Converting PDF to PDF/A

pdf

Given a PDF of random origin, how do I, on Linux:

  • confirm whether it is in PDF/A format already?
  • if it is not in PDF/A format, convert it to PDF/A with a minimum loss of fidelity?

I am aware that the conversion may cause loss of exotic elements of the document, but let's assume that the ability to open the document at all in a relatively far future is more important than such spiffy features (which might not be available/readable at such a time anyway). I would rather be able to visually confirm the accuracy of the conversion when I can trivially view the documents side by side than risk not being able to open the original file.

Best Answer

Identification

I found this tool which looks to be what you can use to identify PDF/A files. It's called DROID (Digital Record and Object Identification). It's Java based and can be run from a GUI or the command-line.

excerpt

DROID is a software tool developed by The National Archives to perform automated batch identification of file formats. Developed by its Digital Preservation Department as part of its broader digital preservation activities, DROID is designed to meet the fundamental requirement of any digital repository to be able to identify the precise format of all stored digital objects, and to link that identification to a central registry of technical information about that format and its dependencies.
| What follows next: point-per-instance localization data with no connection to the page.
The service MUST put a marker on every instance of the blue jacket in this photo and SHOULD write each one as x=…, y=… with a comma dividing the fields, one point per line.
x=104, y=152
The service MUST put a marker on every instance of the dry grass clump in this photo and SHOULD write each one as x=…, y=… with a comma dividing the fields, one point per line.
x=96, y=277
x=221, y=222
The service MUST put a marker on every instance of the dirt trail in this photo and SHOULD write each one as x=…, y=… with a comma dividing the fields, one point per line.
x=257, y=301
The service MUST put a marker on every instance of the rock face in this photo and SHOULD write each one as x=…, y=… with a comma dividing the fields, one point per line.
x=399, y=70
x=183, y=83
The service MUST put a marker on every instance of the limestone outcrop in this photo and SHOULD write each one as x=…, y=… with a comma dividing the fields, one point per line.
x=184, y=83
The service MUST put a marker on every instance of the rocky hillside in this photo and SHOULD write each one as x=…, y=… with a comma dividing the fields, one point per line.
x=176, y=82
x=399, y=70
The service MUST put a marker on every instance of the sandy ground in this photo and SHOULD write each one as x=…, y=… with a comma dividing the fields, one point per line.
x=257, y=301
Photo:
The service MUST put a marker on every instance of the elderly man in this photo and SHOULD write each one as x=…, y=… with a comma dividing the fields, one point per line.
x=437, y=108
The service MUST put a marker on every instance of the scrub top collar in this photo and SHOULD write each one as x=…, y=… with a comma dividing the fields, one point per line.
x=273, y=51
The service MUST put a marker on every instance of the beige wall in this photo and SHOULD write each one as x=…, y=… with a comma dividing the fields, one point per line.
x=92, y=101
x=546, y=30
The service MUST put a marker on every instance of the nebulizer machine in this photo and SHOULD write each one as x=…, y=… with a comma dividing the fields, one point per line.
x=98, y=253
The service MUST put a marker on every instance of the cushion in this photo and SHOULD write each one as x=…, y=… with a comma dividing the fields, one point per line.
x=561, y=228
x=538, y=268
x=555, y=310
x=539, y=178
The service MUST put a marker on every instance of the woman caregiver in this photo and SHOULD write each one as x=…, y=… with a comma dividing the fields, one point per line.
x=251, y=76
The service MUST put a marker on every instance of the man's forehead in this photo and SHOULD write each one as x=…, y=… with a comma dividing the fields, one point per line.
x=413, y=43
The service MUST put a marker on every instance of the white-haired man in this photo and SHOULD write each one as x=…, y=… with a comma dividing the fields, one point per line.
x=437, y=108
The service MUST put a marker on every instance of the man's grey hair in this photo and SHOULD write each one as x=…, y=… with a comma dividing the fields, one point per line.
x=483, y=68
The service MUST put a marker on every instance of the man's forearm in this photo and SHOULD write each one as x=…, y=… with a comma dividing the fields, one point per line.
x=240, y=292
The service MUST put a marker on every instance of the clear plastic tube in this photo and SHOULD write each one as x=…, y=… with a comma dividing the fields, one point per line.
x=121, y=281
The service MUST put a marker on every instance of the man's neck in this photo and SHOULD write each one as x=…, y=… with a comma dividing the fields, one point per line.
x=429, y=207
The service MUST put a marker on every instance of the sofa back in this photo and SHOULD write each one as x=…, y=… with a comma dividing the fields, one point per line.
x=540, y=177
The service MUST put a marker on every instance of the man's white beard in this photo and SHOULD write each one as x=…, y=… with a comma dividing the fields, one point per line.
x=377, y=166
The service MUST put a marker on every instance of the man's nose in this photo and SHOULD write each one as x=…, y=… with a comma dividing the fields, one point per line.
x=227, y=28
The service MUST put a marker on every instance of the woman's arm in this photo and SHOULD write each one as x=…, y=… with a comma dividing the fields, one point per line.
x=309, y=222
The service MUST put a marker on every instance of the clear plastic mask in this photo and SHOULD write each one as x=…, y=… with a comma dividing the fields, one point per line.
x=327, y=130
Given it's sponsored by the National Archives I would assume it's the right tool for doing this, given the intended purpose of the PDF/A format. Also the project is open source and the code is available on Github as well as packaged in binary form from the National Archives website.

Validation & Conversion

If you're looking for a tool to perform validation & conversion I believe PDFBox can do this. PDFBox lists PDF/A validation right on the front page of their website. It's another Java application 8-).

excerpt from website

PDF/A Validation
Validate PDFs against the PDF/A ISO standard.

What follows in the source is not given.